The crack of Noon the next day found me en route to Abita Springs, the small town about 45 minutes from New Orleans that is home to Abita Brewing. Now a quarter century old, Abita still suffers from a certain degree of familiarity breeding contempt, with locals and frequent visitors alike so conditioned to seeing the brewery’s flagship – and admittedly rather pedestrian – Abita Amber that they tend to discount its other brands.

It’s an understandable prejudice, but like most such judgements, one which leads to the exclusion of some very good, even exceptional beers. The brewery’s Restoration Pale Ale, for instance, while hardly hammer-over-the-head assertive, offers perfumey aromatics guaranteed to enchant any drinker patient enough to take them in.

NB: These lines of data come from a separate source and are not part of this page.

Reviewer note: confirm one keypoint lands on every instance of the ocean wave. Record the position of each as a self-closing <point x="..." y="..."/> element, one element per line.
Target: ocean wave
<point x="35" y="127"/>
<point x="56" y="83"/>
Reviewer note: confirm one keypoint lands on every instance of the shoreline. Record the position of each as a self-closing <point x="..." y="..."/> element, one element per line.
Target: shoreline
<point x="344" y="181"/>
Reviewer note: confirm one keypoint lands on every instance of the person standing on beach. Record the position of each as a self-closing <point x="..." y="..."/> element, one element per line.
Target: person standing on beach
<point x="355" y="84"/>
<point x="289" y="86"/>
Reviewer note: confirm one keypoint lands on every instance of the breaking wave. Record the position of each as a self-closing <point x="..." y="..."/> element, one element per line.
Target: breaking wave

Similarly, the brewery’s Jockomo IPA benefits from the untreated spring water used in its the brewing – and the brewing of every Abita beer – to develop a character that might seem a trifle light to the dedicated hophead, but nonetheless delivers a fine and well-constructed portrait of its component hops.

Where I find the brewery really hits its stride, however, is in its Select and Big Beers series. The former is a draft-only choice that changes every few months and varies considerably. During my visit, it was an Imperial Oyster Stout developed by a local homebrewer, arguably a little light on the saline-edged oyster side, but making up for it with a perilously silky and approachable body. The current Big Beer is the company’s 25th Anniversary Double Dog, a 7% ale which balances its vanilla bean favouring with chocolaty, plummy malt and drying hoppiness.     

Returning from the brewery, I had a scant half-hour to freshen up for the main event, the Boudin & Beer party thrown to kick off the weekend-long Carnivale du Vin. Benefiting the Emeril Lagasse Foundation, which funds food-oriented programs for local youth, including Cafe Reconcile, a hospitality training program for at-risk youth, this year’s was the 7th annual Carnivale, but the first ever Boudin & Beer. I was delighted to be able to take part.

It was an event that offered more than sufficient value for its $75 admission price, with a multitude of stations serving boudin – a traditional sausage usually made with pork and rice – cooked by over two dozen chefs, including Mario Batali, Lagasse, Donald Link of the ultra-hot Cochon restaurant, and the legendary Paul Prudhomme. (My favourite, however, were the boudin balls served up by Gautreau’s chef Sue Zemanick!) Washing it all down was plenty of Abita beer, of course, but also local wines from the Presqu’Ile Winery, which I didn’t try, and whiskies from The Glenlivet, which I most assuredly did, plus a handful of assorted cocktails.

All told, it was a spectacular event and a pretty exceptional Friday. And, I had to admit, well worth the 1,800 or so mile detour.